これは私たちが『かぐや』を取り戻す少し前のお話。
久々の休日を我が家でゆっくり過ごす。昔ならストレスになるからと避けた母からの連絡もスムーズに対応をこなせてる。我ながら充実した社会人生活だ。
大枚はたいて購入したゲーミングチェアを思いっきりリクライニングさせて、無重力に喩えられるおおいにリラックスできる体勢で会話する。
「そう、うん、そうなんだよ。今がラストスパートだからお盆の帰省は無理かな?無理です。今回はパス」
「マンション借りるから保証人になって」とお願いされて「一棟買ってくれ?じゃなくて」と返すようなお兄ちゃんから多額の投資を引き出し、かぐやボディの完成は間近。ここで気を抜いて失敗した後悔してもしきれない。
「別に壁作ってるわけじゃないよ。もう、お母さん・・・私が東京で暮らすようになって何年目だと思う?とっくにこの話し方がピタッと板についちゃって離れないんだって」
今の私が故郷の言葉を使っても、もはやインチキ関西弁にしかならないだろう。人生の半分近くを東京で生きているのだから。
まあ、故郷の方が長く暮らしていたが、赤ん坊の頃を含めてカウントしても意味がないのではないだろうか。
「というか今更聞くの?あ〜、うん余計なこと訊いて地雷踏むの嫌だった?」
むしろ私の地雷を爆破処理するのがお母さんだったと思うが、お母さんなりに触れないようにする時もあったのか。一生懸命東京に馴染もうとしてるように見えたのかな?それを邪魔しちゃ悪いと考えて指摘しなかったと。
「うん、うん、年末は帰れると思う。そう、そう、じゃあ元気でね」
電話を切ると同時に、正面の机の上でパソコンの画面に明かりが灯る。
「ヤオヨロ〜、彩葉〜、進捗どうですか〜」
あ、今日はロリヤチヨなんだ。そうだ、かぐやとヤチヨも連れて年末の帰省に行こうかな?
「順調、順調。予定通り進んでる」
「いやあ〜、ありがた山の寒鴉。彩葉の努力の玉藻の前だね〜」
ヤチヨこの話し方も、作ってるのではなく離れられないほど馴染んだものなのだろうか?
「ねえ、アンタは私との思い出どのくらい覚えてる?」
ヤチヨにとって、それは八千年よりさらに遠い昔の出来事だ。色々と忘れていても責められないだろう。
「何言ってるの、何一つ忘れたりしないよ 」
そう言ってくれるのは嬉しいが、念の為に確かめてみよう。まずはジャブ。
「じゃあ、アタシの布団にオネショしたことは?」
「そんなことしてない‼️」
おっ、声が裏返った。珍しい。顔が赤い。というか耳まで赤い。
「いや、アンタが家に来て初めて布団で寝たとき、朝起きたら・・・」
「赤ん坊のとき?覚えてるわけないじゃない‼️そんなのノーカンだよ‼️」
まあ、確かにそれもそうか。月の使者が迎えに来る前に質問しても同じ返事かもしれない。

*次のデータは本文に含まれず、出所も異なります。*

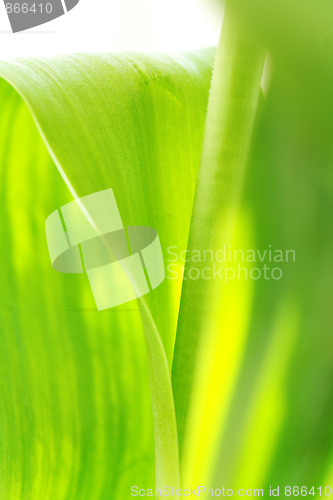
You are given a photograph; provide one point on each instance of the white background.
(106, 25)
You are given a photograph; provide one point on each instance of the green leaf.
(230, 121)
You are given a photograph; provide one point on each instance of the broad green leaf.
(259, 412)
(76, 416)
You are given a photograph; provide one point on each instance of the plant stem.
(229, 127)
(164, 418)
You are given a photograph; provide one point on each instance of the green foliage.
(252, 360)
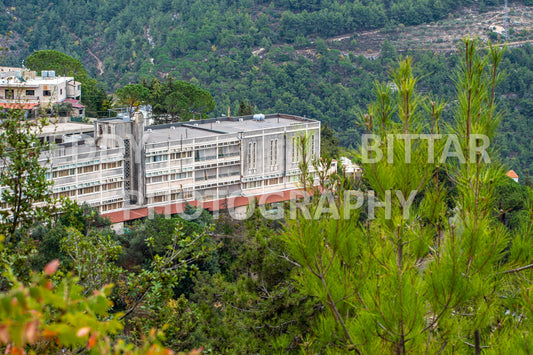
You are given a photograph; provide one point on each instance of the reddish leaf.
(51, 267)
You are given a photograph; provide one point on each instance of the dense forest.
(275, 54)
(426, 256)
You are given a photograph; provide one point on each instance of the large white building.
(128, 170)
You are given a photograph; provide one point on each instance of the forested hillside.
(314, 58)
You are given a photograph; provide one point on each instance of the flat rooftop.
(158, 135)
(254, 125)
(224, 125)
(67, 128)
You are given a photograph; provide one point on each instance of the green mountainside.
(312, 58)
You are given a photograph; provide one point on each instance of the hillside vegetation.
(313, 58)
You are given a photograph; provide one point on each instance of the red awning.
(17, 105)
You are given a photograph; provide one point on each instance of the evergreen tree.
(419, 275)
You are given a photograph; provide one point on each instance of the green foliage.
(44, 317)
(93, 95)
(132, 96)
(177, 100)
(419, 276)
(22, 175)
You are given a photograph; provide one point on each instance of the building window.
(273, 153)
(252, 153)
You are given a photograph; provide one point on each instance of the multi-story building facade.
(128, 170)
(22, 88)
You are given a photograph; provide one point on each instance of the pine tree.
(430, 271)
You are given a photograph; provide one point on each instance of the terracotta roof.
(512, 174)
(75, 103)
(17, 105)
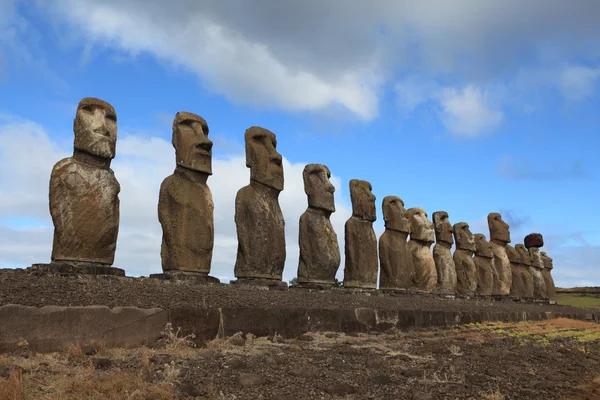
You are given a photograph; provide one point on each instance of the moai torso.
(319, 250)
(484, 263)
(185, 206)
(84, 202)
(466, 272)
(361, 264)
(396, 265)
(258, 217)
(442, 254)
(421, 239)
(499, 238)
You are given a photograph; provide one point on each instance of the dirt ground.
(20, 287)
(557, 359)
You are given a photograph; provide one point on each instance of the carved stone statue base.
(67, 268)
(186, 276)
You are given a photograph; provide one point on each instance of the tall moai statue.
(360, 270)
(84, 202)
(499, 238)
(258, 217)
(547, 274)
(319, 249)
(396, 265)
(421, 239)
(466, 272)
(484, 263)
(524, 266)
(442, 254)
(517, 287)
(185, 204)
(533, 242)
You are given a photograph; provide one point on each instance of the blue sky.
(471, 108)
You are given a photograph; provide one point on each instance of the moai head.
(394, 214)
(548, 263)
(363, 200)
(483, 248)
(318, 188)
(443, 228)
(464, 237)
(193, 149)
(421, 228)
(523, 254)
(499, 230)
(534, 240)
(262, 158)
(95, 128)
(513, 255)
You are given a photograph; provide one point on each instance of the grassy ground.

「なら・・・覚えてるうちで、アタシに関する一番古い記憶は何?」
腕を組み、うーんと首をひねって考えるヤチヨ。シンキングタイムは数秒ほどだった。
「何だったかな?オムライスが美味しかったことかも?」
「あー、そんなことあったね」
ミルクが欲しいと起こされたが、小学生くらいの外見に成長したかぐやが哺乳瓶をチュウチュウするのは絵面がヤバすぎると思いオムライスを用意したんだった。自分のだけでは飽き足らず私のまで強奪していったな。

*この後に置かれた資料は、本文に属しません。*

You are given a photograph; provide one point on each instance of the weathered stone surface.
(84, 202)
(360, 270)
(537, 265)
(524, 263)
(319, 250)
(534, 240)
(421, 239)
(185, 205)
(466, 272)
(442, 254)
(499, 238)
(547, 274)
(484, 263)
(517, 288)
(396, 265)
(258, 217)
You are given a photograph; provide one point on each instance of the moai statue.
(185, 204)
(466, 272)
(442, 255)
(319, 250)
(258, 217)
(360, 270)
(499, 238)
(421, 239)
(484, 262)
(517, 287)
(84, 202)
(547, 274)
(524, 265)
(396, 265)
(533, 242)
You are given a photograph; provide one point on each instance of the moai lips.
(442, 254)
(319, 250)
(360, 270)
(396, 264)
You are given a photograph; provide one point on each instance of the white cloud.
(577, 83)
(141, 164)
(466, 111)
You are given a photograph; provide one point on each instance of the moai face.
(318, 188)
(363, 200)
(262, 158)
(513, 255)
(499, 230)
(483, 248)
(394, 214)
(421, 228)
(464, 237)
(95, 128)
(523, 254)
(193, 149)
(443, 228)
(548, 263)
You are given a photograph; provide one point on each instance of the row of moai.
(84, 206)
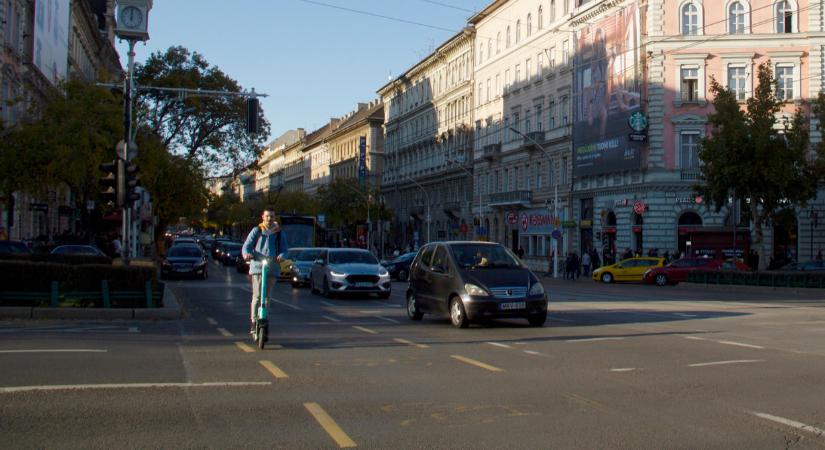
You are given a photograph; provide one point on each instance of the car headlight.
(474, 290)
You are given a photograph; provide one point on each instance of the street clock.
(133, 19)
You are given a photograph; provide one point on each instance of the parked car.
(302, 266)
(399, 268)
(184, 260)
(810, 266)
(678, 270)
(14, 247)
(349, 270)
(631, 269)
(474, 281)
(77, 250)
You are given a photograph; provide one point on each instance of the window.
(690, 20)
(541, 18)
(736, 18)
(737, 81)
(529, 25)
(784, 82)
(784, 17)
(690, 84)
(689, 150)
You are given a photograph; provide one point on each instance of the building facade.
(427, 178)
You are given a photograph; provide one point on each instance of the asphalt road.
(618, 366)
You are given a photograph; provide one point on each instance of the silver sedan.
(349, 270)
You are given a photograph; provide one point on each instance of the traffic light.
(252, 115)
(131, 182)
(109, 183)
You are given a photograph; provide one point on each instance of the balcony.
(491, 151)
(511, 199)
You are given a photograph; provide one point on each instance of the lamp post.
(426, 196)
(461, 166)
(555, 197)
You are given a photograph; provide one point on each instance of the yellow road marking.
(273, 369)
(244, 347)
(329, 425)
(477, 363)
(225, 332)
(365, 330)
(404, 341)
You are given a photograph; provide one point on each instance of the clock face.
(131, 17)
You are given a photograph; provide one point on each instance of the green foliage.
(211, 130)
(747, 154)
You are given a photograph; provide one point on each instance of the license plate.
(512, 305)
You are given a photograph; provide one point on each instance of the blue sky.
(314, 61)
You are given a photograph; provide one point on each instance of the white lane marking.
(790, 423)
(498, 344)
(225, 332)
(596, 339)
(69, 387)
(720, 363)
(296, 308)
(739, 344)
(387, 319)
(57, 350)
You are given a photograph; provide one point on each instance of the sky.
(316, 59)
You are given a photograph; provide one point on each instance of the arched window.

「彩葉の作ってくれたものは何でも美味しかったよ。パンケーキも」
顎に人差し指をあて、ジュルリと舌なめずりながら語るヤチヨだが、あいにく私にはそんなパンケーキ作った覚えはないぞ。
「ん?パンケーキ?アンタ不味いって言ってたじゃない」
「言わないよ?ふわふわのあまあまで美味しかったこと覚えてるもの」
ふわふわ・・・のあまあまだと・・・
「いや、間違いない。アンタが美味しいと言っていたのは『私の作ったパンケーキ』じゃない、『真実たちに奢ってもらった私のパンケーキ』だ‼️それをアンタがいきなり現れて強奪していった‼️」
一人暮らしをはじめてから、久しく味わうことのなかった豪華なスイーツ。それが目の前でかぐやの胃袋へ消えていった、あの夏の悲劇を忘れはしない。
「キ、キオクニゴザイマ千利休」
コイツ、顔を反らして口笛吹いてやがる。